PUNTO TERCERO
Del gran provecho que se saca de conformar
nuestra voluntad con la de Dios.
El
que está unido a la voluntad de Dios goza en este mundo de anticipada paz. «Ningún
acontecimiento podrá contristar al justo», dice el Espíritu Santo. Sí; porque
un alma no puede tener mayor contento que ver que le sale todo a la medida de
su deseo; y como no quiere más que lo que quiere Dios, tiene cuanto quiere,
porque nada acaece sin la voluntad de Dios.
«Las personas resignadas al querer del Señor
—dice Salviano— son humilladas, es verdad, pero aman las humillaciones; padecen
pobreza, pero se complacen en ser pobres; en suma, aceptan gustosas todo lo que
les acaece, y así llevan vida feliz y dichosa». Viene el frío, el calor, la
lluvia, el viento, pero el alma que está conforme con la voluntad de Dios dice:
«Quiero este frío, acepto este calor, porque Dios me lo manda.» Le viene un
revés de fortuna, le persiguen, enferma, le viene la muerte, y dice: «Quiero
esta desgracia, y la persecución, y la enfermedad, y hasta la muerte, porque
así lo quiere Dios.» El que descansa sobre la voluntad de Dios y acepta gustoso
lo que El dispone, es como un hombre que vive sobre las nubes y ve que a sus
pies brama furiosa la tempestad, sin que le dañe ni le conturbe.
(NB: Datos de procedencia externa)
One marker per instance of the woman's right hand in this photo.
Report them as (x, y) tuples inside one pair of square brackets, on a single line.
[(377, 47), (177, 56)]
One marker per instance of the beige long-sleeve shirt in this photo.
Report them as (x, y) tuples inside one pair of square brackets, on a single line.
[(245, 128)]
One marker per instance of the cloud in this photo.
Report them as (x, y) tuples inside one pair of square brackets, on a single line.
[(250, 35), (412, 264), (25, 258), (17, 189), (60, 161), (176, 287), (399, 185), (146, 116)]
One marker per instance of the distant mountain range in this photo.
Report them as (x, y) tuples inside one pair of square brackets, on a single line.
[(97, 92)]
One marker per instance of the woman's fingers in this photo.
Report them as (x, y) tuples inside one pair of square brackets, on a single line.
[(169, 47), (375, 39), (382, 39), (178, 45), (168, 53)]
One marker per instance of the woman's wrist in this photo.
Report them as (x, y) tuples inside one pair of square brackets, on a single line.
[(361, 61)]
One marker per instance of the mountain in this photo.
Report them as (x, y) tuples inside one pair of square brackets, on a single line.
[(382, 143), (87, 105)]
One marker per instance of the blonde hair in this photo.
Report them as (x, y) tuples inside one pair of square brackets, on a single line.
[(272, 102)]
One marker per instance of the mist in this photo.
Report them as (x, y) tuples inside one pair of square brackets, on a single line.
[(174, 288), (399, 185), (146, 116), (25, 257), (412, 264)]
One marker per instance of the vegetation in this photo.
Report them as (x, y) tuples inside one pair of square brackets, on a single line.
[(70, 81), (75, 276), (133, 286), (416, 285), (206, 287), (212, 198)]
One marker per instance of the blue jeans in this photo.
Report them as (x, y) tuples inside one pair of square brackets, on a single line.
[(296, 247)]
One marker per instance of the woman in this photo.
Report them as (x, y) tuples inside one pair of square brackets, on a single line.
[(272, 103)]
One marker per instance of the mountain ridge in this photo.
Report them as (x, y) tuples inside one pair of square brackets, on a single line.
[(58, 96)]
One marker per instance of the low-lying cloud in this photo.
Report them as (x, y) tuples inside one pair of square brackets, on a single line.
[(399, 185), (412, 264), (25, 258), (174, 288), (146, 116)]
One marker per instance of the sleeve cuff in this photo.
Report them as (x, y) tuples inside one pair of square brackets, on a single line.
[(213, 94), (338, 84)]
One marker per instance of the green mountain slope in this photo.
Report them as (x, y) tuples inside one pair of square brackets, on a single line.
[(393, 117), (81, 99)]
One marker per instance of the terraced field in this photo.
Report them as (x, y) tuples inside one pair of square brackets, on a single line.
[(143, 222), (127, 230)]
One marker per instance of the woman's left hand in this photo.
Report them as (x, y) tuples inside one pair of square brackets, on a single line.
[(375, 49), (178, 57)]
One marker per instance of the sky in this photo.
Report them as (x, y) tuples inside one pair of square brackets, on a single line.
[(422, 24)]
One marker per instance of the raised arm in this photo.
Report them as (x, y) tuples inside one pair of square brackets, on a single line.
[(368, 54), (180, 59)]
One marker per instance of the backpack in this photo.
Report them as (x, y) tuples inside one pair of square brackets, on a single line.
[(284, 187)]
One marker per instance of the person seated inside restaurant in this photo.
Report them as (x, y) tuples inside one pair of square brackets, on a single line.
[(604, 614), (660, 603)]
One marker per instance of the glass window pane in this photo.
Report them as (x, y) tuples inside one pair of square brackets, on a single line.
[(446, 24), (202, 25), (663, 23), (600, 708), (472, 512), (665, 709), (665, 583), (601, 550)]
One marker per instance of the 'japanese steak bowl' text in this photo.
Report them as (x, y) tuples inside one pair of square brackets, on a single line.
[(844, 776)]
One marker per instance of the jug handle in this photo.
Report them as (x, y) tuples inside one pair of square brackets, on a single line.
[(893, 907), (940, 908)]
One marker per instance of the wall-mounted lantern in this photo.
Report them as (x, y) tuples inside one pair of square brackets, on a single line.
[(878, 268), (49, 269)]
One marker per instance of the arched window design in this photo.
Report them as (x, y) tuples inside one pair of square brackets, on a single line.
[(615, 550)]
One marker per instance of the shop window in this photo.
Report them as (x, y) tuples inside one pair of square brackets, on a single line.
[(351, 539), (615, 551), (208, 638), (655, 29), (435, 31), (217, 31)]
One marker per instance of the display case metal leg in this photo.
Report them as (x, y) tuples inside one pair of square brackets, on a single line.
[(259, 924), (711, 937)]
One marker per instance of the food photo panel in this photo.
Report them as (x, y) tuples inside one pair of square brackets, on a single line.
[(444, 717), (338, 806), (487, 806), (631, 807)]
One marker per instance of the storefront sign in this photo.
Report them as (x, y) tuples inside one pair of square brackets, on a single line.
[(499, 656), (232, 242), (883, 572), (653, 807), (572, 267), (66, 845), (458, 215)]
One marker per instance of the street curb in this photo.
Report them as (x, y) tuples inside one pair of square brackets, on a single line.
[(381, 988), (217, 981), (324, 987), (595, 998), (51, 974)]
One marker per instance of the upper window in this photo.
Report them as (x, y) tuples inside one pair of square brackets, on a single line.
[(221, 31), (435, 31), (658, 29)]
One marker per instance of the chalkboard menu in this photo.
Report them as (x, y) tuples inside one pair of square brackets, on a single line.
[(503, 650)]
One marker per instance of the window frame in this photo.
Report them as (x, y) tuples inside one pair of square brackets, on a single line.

Esta es
aquella paz, de la cual habla el Apóstol, «que sobrepuja a todo entendimiento»;
paz que vence a todas las delicias del mundo, paz estable y al abrigo de las
vicisitudes humanas.
«E1 hombre santo —dice el Eclesiástico— permanece
en la sabiduría como el sol; pero el necio cambia como la luna». El necio, es
decir, el pecador, muda como la luna, que hoy crece y mañana mengua; hoy ríe,
mañana llora; hoy está alegre y tranquilo, mañana furioso y afligido; cambia,
en fin, según soplan vientos prósperos o adversos en los casos que le
acontecen. Mas el justo es bien así como el sol; todos los sucesos le hallan
siempre igual, siempre uniforme, siernpre tranquilo, porque su paz está fundada
en la conformidad de su voluntad con la de Dios. «Y en la tierra, paz a
los hombres de buena voluntad». Santa María Magdalena de Pazzi, al oír estas
palabras: voluntad de Dios, experimentaba dulzuras tan
inefables, que parecía salir fuera de sí y caía en éxtasis de amor. Verdad que
la parte inferior no dejará de sentir los golpes de la adversidad; pero en la
porción superior del alma, cuando la voluntad está unida con la de Dios,
reinará siempre la paz, aquella paz que prometió Jesucristo a sus discípulos
cuando dijo: «Nadie os arrebatará vuestro gozo». Insigne locura es querer
resistir a la voluntad de Dios; porque lo que el Señor determinare sin remedio
se ha de cumplir; porque a su voluntad —pregunta San Pablo—, ¿quién
resistirá?. Los desgraciados que resisten a ella tendrán que cargar con su
cruz, pero sin fruto y sin paz. «¿Quién le resistió y halló paz?». Y Dios ¿qué
es lo que quiere sino nuestro bien? «La voluntad de Dios es vuestra
santificación». El Señor quiere que seamos santos, para hacernos felices en
esta vida y bienaventurados en la otra. Entendámoslo bien: las cruces que nos
vienen de la mano de Dios «todas son para nuestro bien». Aun los castigos que
nos manda no son para nuestra perdición, sino para que nos enmendemos y
alcancemos la eterna bienaventuranza. Creamos —decía Judit al pueblo de
Israel— que los azotes del Señor nos han venido para enmienda nuestra, y no
para nuestra perdición. Dios nos ama tanto, que no sólo desea nuestra salvación,
sino que, como dice David, «Dios tiene especial cuidado de nosotros». Y después
de habernos dado a su Hijo único, ¿podrá negarnos alguna cosa? «El, que ni a su
propio Hijo perdonó— como dice San Pablo—, sino que lo entregó a la muerte por
todos nosotros, ¿cómo, después de habérnosle dado a El, dejará de darnos
cualquier otra cosa?». Abandonémonos, pues, en las manos de Dios, porque,
mientras vivimos en este mundo, siempre nos atiende con particular interés;
como dice San Pedro: «Descarguemos en su amoroso seno todas nuestras
solicitudes, pues El tiene cuidado de nosotros». «Piensa tú siempre en Mí —dijo
cierto día el Señor a Santa Catalina de Sena—, que Yo siempre pensaré en ti».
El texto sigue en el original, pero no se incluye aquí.